Texte intégral
COUR D'APPEL
DE SAINT-DENIS
CHAMBRE P. P. REFERES
R. G : 10/ 00010
Au fond, origine conseil des prud'hommes de Saint-Pierre-décision attaquée en date du 17 décembre 2009- dossier enregistré sous le no 09/ 486
ORDONNANCE DE RÉFÉRÉ No 17
du 30 MARS 2010
Nous, Jean-François GABIN, Premier Président de la Cour d'Appel de Saint-Denis de la Réunion,
Vu la procédure en instance d'appel inscrite au répertoire général sous le no 10/ 143
ENTRE :
LA CAISSE DES ECOLES DE LA COMMUNE DE SAINT LOUIS,
en la personne de son Président,
dont le siège social est à l'Hôtel de ville
125 Avenue du Dr. Raymond Vergés
97450 SAINT-LOUIS
Représentée par Me Rémy BONIFACE, avocat au barreau de Saint-Denis
DEMANDERESSE
ET
1- Nadine X...,
demeurant...,
et autres,
DÉFENDEURS
DÉBATS
L'affaire appelée à l'audience du 23 février 2010 a été renvoyée à celle du 23 mars 2010 devant NOUS, puis après débats et observations des parties, nous avons indiqué à celles-ci que l'ordonnance sera prononcée par sa mise à disposition au greffe le 30 mars 2010
GREFFIER LORS DES DEBATS
Mme Anne Marie Y..., adjoint administratif faisant fonction de greffier
Avons rendu la décision suivante :
Vu les assignations délivrées sur la requête de la Caisse des Ecoles de la Commune de Saint-Louis, enrôlées à la cour le 19 février 2010, tendant à obtenir la main levée de l'exécution provisoire ordonnée par jugements du conseil des prud'hommes de Saint-Pierre en date des 3 et 17 décembre 2009, dont appel,
Vu les conclusions en défense déposées le 23 mars 2010 tendant au rejet de la demande ;
SUR CE
Vu l'article367 du code de procédure civile ;
Attendu que dans le souci d'une bonne administration de la justice il convient d'ordonner la jonction des affaires en référé inscrites au rôle de la cour du no 10/ 10 au no 10/ 72 ;
Vu l'article 524 du code de procédure civile ;
Attendu que le Premier Président statuant en référé sur la base du texte sus visé n'a pas à connaître du fond de l'affaire ; qu'il lui appartient uniquement d'apprécier si l'exécution provisoire ordonnée serait de nature à entraîner des conséquences manifestement excessives ;
Attendu qu'il est évident, qu'en l'espèce, eu égard au montant des condamnations prononcées au profit du grand nombre de salariés (63) le remboursement des sommes allouées, en cas d'infirmation des jugements, s'avérerait particulièrement difficile en raison de la situation des intéressés, alors qu'il est notoire que la Caisse des Ecoles de la Commune de Saint-Louis se trouve dans une situation économique préoccupante ;
Mais attendu qu'il y a urgence à ce qu'il soit statué sur la situation des ex salariés et de fixer la date à laquelle l'affaire sera plaidée en priorité ;
PAR CES MOTIFS
Statuant publiquement, contradictoirement, en matière de référé et en dernier ressort,
Ordonnons la jonction des affaires no 10/ 10 au no10/ 72.

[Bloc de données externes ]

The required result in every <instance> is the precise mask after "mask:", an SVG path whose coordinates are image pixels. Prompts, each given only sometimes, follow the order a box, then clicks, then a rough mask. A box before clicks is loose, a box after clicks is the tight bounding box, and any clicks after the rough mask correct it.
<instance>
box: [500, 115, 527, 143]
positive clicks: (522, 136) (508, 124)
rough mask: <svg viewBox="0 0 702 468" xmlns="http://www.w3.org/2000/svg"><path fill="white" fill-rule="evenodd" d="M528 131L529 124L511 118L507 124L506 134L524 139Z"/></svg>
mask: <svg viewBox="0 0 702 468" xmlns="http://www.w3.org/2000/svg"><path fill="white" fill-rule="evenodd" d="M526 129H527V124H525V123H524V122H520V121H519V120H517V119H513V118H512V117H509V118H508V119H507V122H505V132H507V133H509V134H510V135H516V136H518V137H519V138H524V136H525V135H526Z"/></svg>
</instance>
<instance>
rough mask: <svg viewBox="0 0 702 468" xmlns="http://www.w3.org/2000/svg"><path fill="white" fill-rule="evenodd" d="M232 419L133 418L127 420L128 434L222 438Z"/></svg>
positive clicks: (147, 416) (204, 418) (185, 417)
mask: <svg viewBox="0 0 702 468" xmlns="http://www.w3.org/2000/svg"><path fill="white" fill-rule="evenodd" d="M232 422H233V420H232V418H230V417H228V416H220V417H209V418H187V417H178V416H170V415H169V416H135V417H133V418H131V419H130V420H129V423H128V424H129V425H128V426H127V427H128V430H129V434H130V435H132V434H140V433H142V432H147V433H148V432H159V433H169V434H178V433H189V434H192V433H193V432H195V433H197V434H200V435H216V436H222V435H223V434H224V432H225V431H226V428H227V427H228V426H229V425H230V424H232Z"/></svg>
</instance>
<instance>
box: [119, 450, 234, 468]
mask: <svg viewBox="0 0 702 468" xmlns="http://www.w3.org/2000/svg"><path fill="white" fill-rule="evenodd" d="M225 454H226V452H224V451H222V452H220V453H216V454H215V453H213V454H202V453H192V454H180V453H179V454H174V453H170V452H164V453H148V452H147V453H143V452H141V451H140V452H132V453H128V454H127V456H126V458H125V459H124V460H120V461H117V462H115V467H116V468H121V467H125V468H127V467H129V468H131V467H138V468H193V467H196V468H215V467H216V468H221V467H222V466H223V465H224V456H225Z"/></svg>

Ordonnons main levée de l'exécution provisoire ordonnée par les jugements du conseil des prud'hommes de Saint-Pierre en date des 3 et 17 décembre 2009 au préjudice de la Caisse des Ecoles de la Commune de Saint-Louis.
Fixons au 11 mai 2010 à 14 heures la date de l'audience collégiale à laquelle l'affaire sera plaidée devant la cour.
Condamnons la Caisse des Ecoles de la Commune de Saint-Louis aux dépens de la présente.
La présente ordonnance a été signée par M. Jean-François GABIN, Premier Président et Mme Anne Marie Y..., f. f. de greffier, auquel la minute de la décision a été remise par le magistrat signataire.